Your husband, now convinced he has appendicitis, is growing more miserable by the second. The pivot nurse notes his symptoms, dubs him Unhappy Guy and directs him to Room 11.

4. Cautionary tales abound.

A few rooms down, the on-call doctor is--probably not for the first time in his career--extracting Bluetooth hardware from the ear canal of a woman who fell asleep wearing her hands-free cell phone gear.

On the bright side, this did not happen in a convenience store parking lot.

By now, your husband has been professionally poked, prodded and scanned, and the official diagnosis is that his appendix has indeed gone rogue.

Laceration Man, still laughing, is discharged while your husband is prepped for surgery.
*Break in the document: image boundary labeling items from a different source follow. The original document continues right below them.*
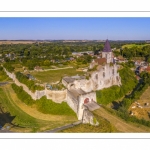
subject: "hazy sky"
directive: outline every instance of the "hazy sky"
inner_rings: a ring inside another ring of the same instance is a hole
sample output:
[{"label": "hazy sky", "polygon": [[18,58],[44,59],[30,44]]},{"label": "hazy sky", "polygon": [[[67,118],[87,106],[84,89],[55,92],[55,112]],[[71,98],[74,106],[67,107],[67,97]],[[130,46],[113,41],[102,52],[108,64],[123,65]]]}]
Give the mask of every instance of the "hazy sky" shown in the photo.
[{"label": "hazy sky", "polygon": [[0,18],[0,40],[150,40],[150,18]]}]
5. Sadomasochistic waiting-area seating.

These seats are usually reserved only for hospital waiting rooms and airport arrival and departure gates--places where innocent, REM-deprived individuals could be trapped for hours or even days.

Often topped with a flat cushion of mauve, taupe or teal, they're delightfully comfortable for about 31/2 minutes, after which they grow progressively more medieval. The longer you're there the more desperate you are to lie down--but can't because of the ever-present chair arms.

As a result, you stretch out on the waiting room floor while your husband's appendix is removed in a procedure described as laparoscopic. This is a fancy term that means "sucked out through his belly button via a Crazy Straw."

The entire surgery lasts a half hour, less time than it normally takes you to get a haircut.

The dashing young surgeon who finds you sprawled on the waiting room floor accepts your bumbling excuse about never missing an opportunity to do yoga, reports that your husband is fine and, because he's a professional, says nothing about your mismatched shoes.